The Prophetic Ministry of Cleaning

Cleaning is an important part of our work as volunteers at Corrymeela.

We are here to serve others. That includes the more glamorous sides of service: having discussion, serving food, being involved in developing new ideas. But it also includes the less attractive jobs which are often not seen. Cleaning the rooms of departing guests is an interesting experience. Most of us as able-bodied adults clean our own homes. So cleaning a bathroom which has been used by a complete stranger can feel like an intrusive act, an invasion of personal privacy.

At the very core of peace and reconciliation work is the belief that all people are equal. We are all equally valuable. It is very easy to hold this belief as an intellectual idea but not really believe it in relation to how we live. We can all too quickly fool ourselves into thinking that we are too good for certain kinds of work, subtly believing that we are in some way superior or of greater value than other people. These feelings of being of unequal value can all too quickly lead us into conflict because when they are challenged we react.

If we aspire to believe in equality as an important building block towards peacemaking then we have to make concrete decisions to affirm this equality. What we believe is testified to, not by our words, but by our actions. Ideas are not enough; it is our actions which count. So we need to practically remind and re-remind ourselves that we are all of equal value. This means that everyone (especially those in leadership positions) has to do the work considered the lowest in status, in our cultural context this means that everyone has to clean!

Gandhi was a strong advocate of this kind of practical equality; he famously insisted that absolutely everyone, including himself, had to take turns in cleaning the toilets. No one is too important to do the work of the least cultural value.

This sense of superiority and inferiority is often engrained into our mentality. It is really fascinating to observe how many of the guests react to you when you are cleaning. It is often as if they have subconsciously made the assumption that being the person who is cleaning automatically makes you inferior and them superior. One example of this mindset is exemplified by how messy the rooms are often left, when leaving a room many guests clearly haven’t given a moment’s thought to the person who will have to clean that room.

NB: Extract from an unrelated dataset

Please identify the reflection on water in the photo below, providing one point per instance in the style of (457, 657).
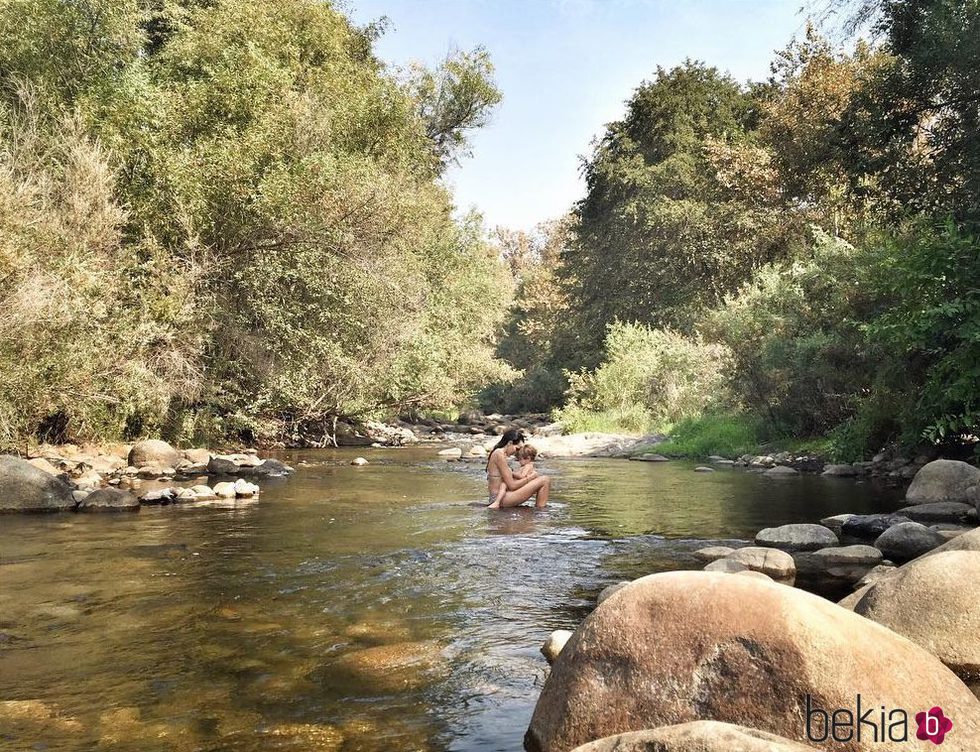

So perhaps one of the ways in which we are prophetic in the way we live here is to clean. And not just to clean but to encourage others to clean alongside us. We are here to make people feel welcome. At a superficial level to make a person feel welcome is to do things for them, to allow them to feel superior.

But there is a deeper level of welcome which we can offer, we can challenge them to be our equals. Making someone feel at home can sometimes involve reminding them that when at home they have to clean their own bathroom.